Die Besucherin wird einzeln aufgerufen. Es geht einige Stufen nach unten, Türen gehen auf, werden geschlossen, hinein in den ersten Flur, dann in den zweiten. Dort steht der kleine runde Tisch, ein Stuhl. „Bitte legen sie ihre Brille ab, ziehen sie die Schuhe und Strümpfe aus, legen sie die Kette, Uhr und das Halstuch ab.“  Alles wird befolgt, dann werden die Augen verbunden und  Kopfhörer aufgesetzt. Glücklicherweise wird die Besucherin zum tatsächlichen Performance Ort geleitet. Bis dahin ist alles Wirklichkeit. Alles.  Natürlich interessiert die Low-tech Virtuality experience for one performer and one participant. Keine Frage, die Rezipientin wundert sich, wo denn die Medien, die Technik und der Datenhandschuh, oder das Head Mountet Set ist. Das gibt es alles nicht.  Es ist eine Low Key Virtual Reality Performance

Illustration der gedachten Ereignisse © Ursula Drees

Nun sitzt die Besucherin auf dem Sofa und Musik und Kneipengeräusche sind aus der Ferne zu hören. Die Tür geht auf, Rauchgeruch schwappt in die Nase. Schritte und schon wird eine sehr gut gekühlte Flasche in die Hand gedrückt. Da sitzt sie nun, mit Augenbinde und hält die Flasche in der Hand.  Trinken nun oder nicht? Was mag in der Flasche sein? Bier, Schnaps, Wasser, Wasserfarbe, Wein, Sprudel? Die Tür geht wieder auf, wieder Rauchgeruch, Schritte. Jemand berührt die Schulter.  Wird gerempelt? Plötzlich wird eine Flüssigkeit über die Füsse gegosssen.

Das Kopfkino beginnt, denn eigentlich lässt es sich gut entspannen. Das Vertrauen wächst. Innerlich geht die Stimme los und beschwert sich über das grobe Verhalten. Dann geht die Tür wieder auf und jemand nimmt nebenan auf der Couch Platz. Sehr nah und aufdringlich. Der Atmen riecht nach Bier, Hände berühren die Schulter und sogar das Gesicht. Es riecht. Jetzt heisst es reagieren. Die Besucherinn mag nicht ausserhalb der Situation sein. Sie dreht den Kopf weg, hält die Hand an ihr Gesicht und unterbricht die unerwünschte Annäherung. Sie will sich nicht weiterhin in einem künstlerischen Raum befinden, denn alles was geschieht ist Wirklichkeit. Das Aufdringliche verschwindet, die Tür geht auf und zu.
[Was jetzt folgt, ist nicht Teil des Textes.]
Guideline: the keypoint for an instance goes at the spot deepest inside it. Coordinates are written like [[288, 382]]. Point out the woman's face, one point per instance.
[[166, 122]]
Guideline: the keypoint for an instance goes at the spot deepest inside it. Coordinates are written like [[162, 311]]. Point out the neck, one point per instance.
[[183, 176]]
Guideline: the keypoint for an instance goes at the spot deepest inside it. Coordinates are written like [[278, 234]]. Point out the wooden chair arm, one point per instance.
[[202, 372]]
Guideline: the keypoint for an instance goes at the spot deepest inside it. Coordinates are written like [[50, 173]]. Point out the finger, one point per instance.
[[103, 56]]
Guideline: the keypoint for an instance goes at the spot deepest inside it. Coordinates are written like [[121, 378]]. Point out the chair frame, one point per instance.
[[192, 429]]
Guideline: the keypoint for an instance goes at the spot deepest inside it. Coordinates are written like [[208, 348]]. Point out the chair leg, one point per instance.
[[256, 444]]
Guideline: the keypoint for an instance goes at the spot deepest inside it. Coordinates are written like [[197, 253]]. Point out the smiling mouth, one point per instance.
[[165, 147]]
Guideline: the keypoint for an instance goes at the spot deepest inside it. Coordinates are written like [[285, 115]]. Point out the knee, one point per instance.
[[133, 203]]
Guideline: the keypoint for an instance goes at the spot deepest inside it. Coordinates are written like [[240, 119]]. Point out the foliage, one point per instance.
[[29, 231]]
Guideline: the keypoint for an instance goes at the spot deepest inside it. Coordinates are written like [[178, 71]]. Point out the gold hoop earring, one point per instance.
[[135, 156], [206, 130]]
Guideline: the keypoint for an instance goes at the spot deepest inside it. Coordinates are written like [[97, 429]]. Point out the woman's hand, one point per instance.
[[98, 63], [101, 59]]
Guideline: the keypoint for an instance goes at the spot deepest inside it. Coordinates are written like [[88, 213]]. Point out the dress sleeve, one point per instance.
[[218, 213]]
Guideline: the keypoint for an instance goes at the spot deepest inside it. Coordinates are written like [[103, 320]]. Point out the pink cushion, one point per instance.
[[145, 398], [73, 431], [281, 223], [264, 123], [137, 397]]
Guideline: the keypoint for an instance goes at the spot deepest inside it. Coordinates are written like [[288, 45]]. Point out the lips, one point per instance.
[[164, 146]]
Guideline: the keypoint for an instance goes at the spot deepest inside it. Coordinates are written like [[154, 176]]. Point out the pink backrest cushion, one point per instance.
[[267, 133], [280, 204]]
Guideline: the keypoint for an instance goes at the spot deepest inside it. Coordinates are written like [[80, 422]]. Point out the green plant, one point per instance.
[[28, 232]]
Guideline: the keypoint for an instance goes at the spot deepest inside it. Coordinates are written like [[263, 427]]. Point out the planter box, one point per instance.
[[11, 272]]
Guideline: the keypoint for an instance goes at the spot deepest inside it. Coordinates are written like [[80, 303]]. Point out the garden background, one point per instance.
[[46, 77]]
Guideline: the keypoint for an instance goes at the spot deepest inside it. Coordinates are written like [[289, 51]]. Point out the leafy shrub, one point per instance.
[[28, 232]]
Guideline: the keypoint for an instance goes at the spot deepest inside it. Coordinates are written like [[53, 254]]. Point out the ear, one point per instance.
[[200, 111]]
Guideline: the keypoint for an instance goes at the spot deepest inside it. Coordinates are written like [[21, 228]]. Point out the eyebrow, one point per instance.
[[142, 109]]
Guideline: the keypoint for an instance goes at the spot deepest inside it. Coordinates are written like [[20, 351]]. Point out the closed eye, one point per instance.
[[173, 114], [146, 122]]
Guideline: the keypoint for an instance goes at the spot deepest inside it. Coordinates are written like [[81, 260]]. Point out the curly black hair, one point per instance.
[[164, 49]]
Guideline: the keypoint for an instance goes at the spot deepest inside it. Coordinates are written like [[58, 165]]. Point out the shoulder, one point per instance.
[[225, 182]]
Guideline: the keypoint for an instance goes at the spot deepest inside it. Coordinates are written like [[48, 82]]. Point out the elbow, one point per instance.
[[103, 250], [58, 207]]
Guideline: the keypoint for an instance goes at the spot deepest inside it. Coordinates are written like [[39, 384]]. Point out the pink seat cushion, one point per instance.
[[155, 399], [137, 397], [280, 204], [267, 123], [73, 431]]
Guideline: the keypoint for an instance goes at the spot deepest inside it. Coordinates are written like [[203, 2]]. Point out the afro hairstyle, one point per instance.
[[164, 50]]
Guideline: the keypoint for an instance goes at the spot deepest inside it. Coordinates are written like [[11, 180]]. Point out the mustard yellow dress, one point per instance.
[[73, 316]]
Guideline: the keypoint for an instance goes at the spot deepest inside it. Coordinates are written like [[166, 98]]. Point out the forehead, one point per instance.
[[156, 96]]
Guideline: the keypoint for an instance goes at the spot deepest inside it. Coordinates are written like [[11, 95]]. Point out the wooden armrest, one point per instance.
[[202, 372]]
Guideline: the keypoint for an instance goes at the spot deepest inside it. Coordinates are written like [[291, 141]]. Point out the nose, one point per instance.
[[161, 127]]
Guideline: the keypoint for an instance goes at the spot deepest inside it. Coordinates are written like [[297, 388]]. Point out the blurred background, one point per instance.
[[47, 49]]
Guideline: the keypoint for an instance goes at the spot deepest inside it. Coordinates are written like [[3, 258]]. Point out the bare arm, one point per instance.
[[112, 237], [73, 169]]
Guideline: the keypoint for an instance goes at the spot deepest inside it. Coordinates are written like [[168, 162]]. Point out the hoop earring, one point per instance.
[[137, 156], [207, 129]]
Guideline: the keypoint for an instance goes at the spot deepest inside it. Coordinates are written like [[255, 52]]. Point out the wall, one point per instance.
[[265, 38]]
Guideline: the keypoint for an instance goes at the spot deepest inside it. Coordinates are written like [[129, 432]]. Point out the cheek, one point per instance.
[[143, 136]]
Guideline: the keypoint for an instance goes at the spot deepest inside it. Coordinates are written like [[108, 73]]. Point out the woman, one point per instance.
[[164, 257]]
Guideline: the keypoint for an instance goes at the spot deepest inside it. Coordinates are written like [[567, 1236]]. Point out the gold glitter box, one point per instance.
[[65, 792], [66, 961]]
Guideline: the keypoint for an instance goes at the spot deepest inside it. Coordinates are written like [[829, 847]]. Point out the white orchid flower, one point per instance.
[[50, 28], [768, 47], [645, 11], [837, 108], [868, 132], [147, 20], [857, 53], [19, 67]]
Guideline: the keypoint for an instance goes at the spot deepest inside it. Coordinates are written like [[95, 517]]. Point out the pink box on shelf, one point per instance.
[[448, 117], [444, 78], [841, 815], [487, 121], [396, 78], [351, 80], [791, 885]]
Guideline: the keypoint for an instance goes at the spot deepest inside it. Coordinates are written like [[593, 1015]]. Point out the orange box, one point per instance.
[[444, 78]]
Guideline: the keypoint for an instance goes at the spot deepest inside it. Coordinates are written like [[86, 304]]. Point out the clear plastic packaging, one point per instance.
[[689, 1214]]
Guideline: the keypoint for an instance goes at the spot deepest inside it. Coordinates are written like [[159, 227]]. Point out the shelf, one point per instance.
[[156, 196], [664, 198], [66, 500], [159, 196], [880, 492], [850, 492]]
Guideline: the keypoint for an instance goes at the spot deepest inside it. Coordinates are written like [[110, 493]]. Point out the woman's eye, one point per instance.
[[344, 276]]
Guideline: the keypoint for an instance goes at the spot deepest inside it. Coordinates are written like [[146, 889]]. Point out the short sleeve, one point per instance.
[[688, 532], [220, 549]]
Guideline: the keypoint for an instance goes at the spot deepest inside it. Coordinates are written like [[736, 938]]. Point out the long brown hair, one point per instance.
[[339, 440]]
Illustration der gedachten Ereignisse © Ursula Drees

Eine Pferd läuft hinter der Rezipientin vorbei. Dann kommt ein Hund. Es ist sicherlich ein grosser Hund. Seine riesige Zunge schleckt die Flüssigkeit vom Fuss. Dann wird auch ein bisschen das Hosenbein beschleckt. Sehr hündisch alles. Auch er verschwindet. Dann geht alles sehr schnell. Ein Difilibrator wird auf die Brust gesetzt, es ist eine schreckliche Notsituation. Was geht hier vor? Ist so der Herzinfarkt, ist es einer der zur Besucherin gehört? Oh ja, die Hand erhebt sich und greift zum  medizinischen Gerät. „Lass ab von mir“. Aber es ist zu spät, wenige Augenblicke später liegt ein pulsierendes Herz in der Hand. Warm, lebt es in der Hand. Wer hat da wessen Herz gestolen? Ist es vielleicht das Eigene? 

Illustration der gedachten Ereignisse © Ursula Drees

Dann ist es vorbei. Hoffentlich ist hier das Leben nicht gegangen. Scheinbar. Aufstehen, zurück geleitet werden, nach draussen und die Verdunklungsmaske und die Kopfhörer dürfen abgelegt werden. Der Ort des low key virtual reality performance wird verlassen, die eine Wirklichkeit wird mit einer anderen ausgetauscht. Das Erlebnis ist eindringlich, es ist wahrhaftig. Die innere Geschichte ist erlebt, auch wenn sie nach 6 Minuten ein Ende findet.

Später werden die Techniken erklärt. So befinden sich tatsächlich auf einem Tisch alte Bierflaschen und volle Aschenbecher. Die muffeln überzeugend nach Kneipe. Der Raum selbst ist eher eine Kammer, winzig. So klein kommt sie in der Vorstellung nicht daher. Die Hundezunge ist ein nasser Lappen und der Defilibrator ein Staubsauger auf der Brust. Gerade der Staubsauger ist verblüffend. Hätte die Besucherin gewettet, es wird tatsächliches Gerät angelegt. Das pulsierende Herz ist Slime, etwas erwärmt. Das wiederum erstaunt nicht, ähnliches wurde vermutet. Ein tolles Erlebnis, eine tolle Performance auf dem 33. Stuttgarter Filmwinter erlebt.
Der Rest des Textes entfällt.